Pandas Core Functionality

Now that we have imported (and saved) the data as a pandas DataFrame, let’s consider some of the core functionality included in the pandas Python library.

How To Create Pandas Series From Pandas DataFrames

The pandas library has another data structure called a pandas Series which is very similar to a NumPy array. It is a one-dimensional list of data elements.

You can create a pandas Series that contains the data from a row of a pandas DataFrame by referencing the DataFrame’s variable name and passing in the column name in square brackets.
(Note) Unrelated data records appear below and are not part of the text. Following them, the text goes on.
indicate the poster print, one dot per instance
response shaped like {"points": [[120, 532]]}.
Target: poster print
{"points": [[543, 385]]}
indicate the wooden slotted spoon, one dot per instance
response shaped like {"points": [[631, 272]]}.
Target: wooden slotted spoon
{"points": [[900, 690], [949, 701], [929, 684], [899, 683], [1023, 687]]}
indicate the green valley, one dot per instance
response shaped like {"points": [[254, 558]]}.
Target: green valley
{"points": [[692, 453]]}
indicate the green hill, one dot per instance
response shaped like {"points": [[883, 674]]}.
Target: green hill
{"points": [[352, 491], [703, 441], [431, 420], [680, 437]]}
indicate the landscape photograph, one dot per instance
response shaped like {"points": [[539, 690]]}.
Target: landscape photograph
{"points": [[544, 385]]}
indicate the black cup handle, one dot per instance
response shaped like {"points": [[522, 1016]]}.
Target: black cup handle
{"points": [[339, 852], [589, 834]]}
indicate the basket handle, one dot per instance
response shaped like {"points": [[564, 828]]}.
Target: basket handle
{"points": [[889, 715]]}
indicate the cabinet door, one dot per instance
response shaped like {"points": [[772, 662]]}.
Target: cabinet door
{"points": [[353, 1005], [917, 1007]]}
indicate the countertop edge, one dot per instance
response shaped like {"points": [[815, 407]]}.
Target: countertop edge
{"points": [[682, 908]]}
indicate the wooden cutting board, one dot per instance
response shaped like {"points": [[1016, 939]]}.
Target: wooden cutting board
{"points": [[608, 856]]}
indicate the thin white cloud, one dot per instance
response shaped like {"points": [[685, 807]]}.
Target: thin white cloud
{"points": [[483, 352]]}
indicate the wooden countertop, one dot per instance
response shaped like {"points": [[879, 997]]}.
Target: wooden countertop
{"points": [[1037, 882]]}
As an example, the csv_data DataFrame has a column called Alphabet Inc Price. Here’s how you would create a Series using the data from this column:


my_series = csv_data['Alphabet Inc Price']
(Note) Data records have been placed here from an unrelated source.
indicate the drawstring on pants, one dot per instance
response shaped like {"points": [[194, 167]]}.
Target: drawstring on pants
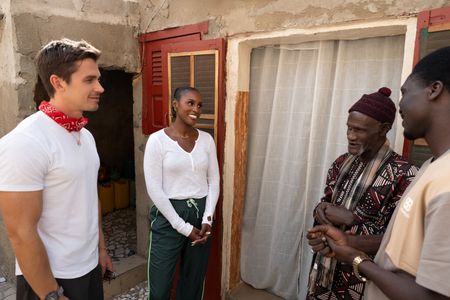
{"points": [[191, 202]]}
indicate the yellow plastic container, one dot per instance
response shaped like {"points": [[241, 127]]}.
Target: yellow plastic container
{"points": [[121, 194], [106, 196]]}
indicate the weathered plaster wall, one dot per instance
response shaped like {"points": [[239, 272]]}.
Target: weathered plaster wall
{"points": [[244, 16], [8, 112], [252, 23], [110, 25]]}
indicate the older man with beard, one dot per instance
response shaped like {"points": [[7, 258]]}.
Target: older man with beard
{"points": [[362, 190]]}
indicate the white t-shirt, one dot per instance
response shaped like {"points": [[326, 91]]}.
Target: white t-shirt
{"points": [[38, 155], [172, 173]]}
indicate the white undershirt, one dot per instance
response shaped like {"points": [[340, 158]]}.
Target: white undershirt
{"points": [[173, 173]]}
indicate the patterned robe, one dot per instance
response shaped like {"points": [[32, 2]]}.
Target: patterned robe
{"points": [[372, 214]]}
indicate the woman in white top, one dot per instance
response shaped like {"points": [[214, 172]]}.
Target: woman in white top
{"points": [[182, 178]]}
How To Deal With Missing Data in a Pandas DataFrame

It is common to encounter missing data when dealing with large datasets. Fortunately, the pandas library has built-in methods that make it easy to work with missing data.

The first method is dropna, which removes any rows that have missing data in the DataFrame. Here’s how you would apply the dropna method to the csv_data DataFrame:


csv_data.dropna()

You can also pass in the axis=1 argument into the dropna method to force the method to exclude columns with missing data instead of rows with missing data, like this:


csv_data.dropna(axis=1)

In certain cases, it is useful to replace missing data instead of excluding it entirely. The fillna method solves this problem.
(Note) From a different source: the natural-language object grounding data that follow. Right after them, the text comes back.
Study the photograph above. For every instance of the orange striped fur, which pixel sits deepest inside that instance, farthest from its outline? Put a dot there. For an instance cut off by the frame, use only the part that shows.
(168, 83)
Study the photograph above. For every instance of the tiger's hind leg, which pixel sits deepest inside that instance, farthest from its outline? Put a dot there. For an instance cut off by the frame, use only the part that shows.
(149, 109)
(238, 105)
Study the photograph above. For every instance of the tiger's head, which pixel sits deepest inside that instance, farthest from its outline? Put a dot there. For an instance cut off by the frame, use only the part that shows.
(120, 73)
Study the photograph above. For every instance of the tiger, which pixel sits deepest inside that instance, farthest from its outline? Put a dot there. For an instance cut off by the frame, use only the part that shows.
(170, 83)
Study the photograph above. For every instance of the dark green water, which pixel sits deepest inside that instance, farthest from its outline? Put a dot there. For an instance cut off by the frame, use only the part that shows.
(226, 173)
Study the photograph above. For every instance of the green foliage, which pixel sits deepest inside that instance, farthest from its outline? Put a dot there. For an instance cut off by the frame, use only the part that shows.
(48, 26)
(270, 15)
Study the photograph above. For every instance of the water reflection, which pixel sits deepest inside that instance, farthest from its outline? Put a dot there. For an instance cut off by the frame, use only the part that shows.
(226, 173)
As an example, here’s how you would replace all of the missing data in csv_data with 0:


csv_data.fillna(0)

It is common to nest the mean method within the filna method to replace missing values with the average value of a DataFrame (or even a row or column from that DataFrame).

How To Sort Pandas DataFrames

It is possible to sort a pandas DataFrame using the sort_values method. This is similar to applying a filter in Excel.

As an example, the csv_data DataFrame has a column called Amazon.com Inc Price. Here’s how you would sort the DataFrame by this column in ascending order:


csv_data.sort_values('Amazon.com Inc Price')

Final Thoughts

Manipulating data that is stored in csv, xlsx, and json files is an important concept for any data scientist to understand.

In this tutorial, you learned:

How to import pandas
How to import datasets stored in remote locations into a pandas DataFrame by pinging their URL path
How to create a pandas Series from a pandas DataFrame
How to deal with missing data in Pandas
How to sort pandas DataFrames

Please feel free to refer back to this tutorial if you ever get stuck in the future!